Most of the athletics operating budget comes from student fees. Edmonds oversees and manages a revenue and expense budget of approximately $5.5 million for UWW’s 20 sports, which is more than some lower level Division I institutions, at least ones without football.
“We are thankful for that support,” Edmonds said. “It’s crucial that our office continues to develop relationships externally. The community does a great job of providing support financially, which continues our quest for excellence. Our student-athletes pay out of pocket. They understand that attending Whitewater is an investment in their academic and athletics career. It takes a special student to be part of our institution and not just athletically. Once they understand our culture, we want them to be excellent in all things. We want our student-athletes to be well rounded and that they are well prepared for the real world when they graduate.”
Leipold is happy that the winning hasn’t compromised any values and that they’ve done everything correctly by the book.

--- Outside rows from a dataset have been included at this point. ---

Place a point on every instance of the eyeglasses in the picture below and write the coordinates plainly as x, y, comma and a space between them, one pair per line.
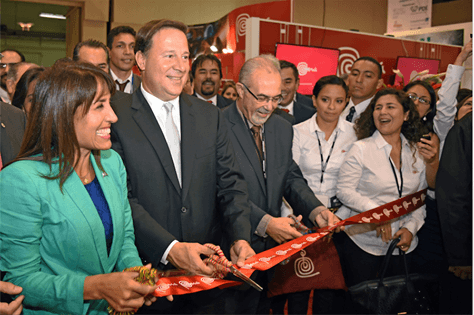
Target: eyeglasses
264, 98
417, 98
4, 65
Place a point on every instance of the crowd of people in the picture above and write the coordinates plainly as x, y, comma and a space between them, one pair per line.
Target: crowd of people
126, 155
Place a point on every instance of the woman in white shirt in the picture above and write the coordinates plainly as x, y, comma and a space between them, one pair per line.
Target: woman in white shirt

“We have not compromised anything during this run of success,” Leipold said. “We haven’t changed nor have we sacrificed another department or program to put athletics at the front, which is very rewarding. We’ve been able to see internally and externally here how one program can help other programs here. Our tennis coach told me when we won a national title, it helped their recruiting. Success breeds success here.”
Now, the coaching staffs are focused on preparing to fend off all challengers anxious to knock them from the throne next season. Of course, the Warhawks may have more teams bring the cool Walnut and Bronze NCAA trophies back to campus next academic year. While they reap the benefits and enjoy all of the well-earned pats on the back, many of the coaches will take a mini-break to get away and spend time with their families.
“They make the most sacrifices and have enabled us to do what we do as coaches,” Leipold said. “I’ll probably get away and go to Florida and enjoy some quality family time.”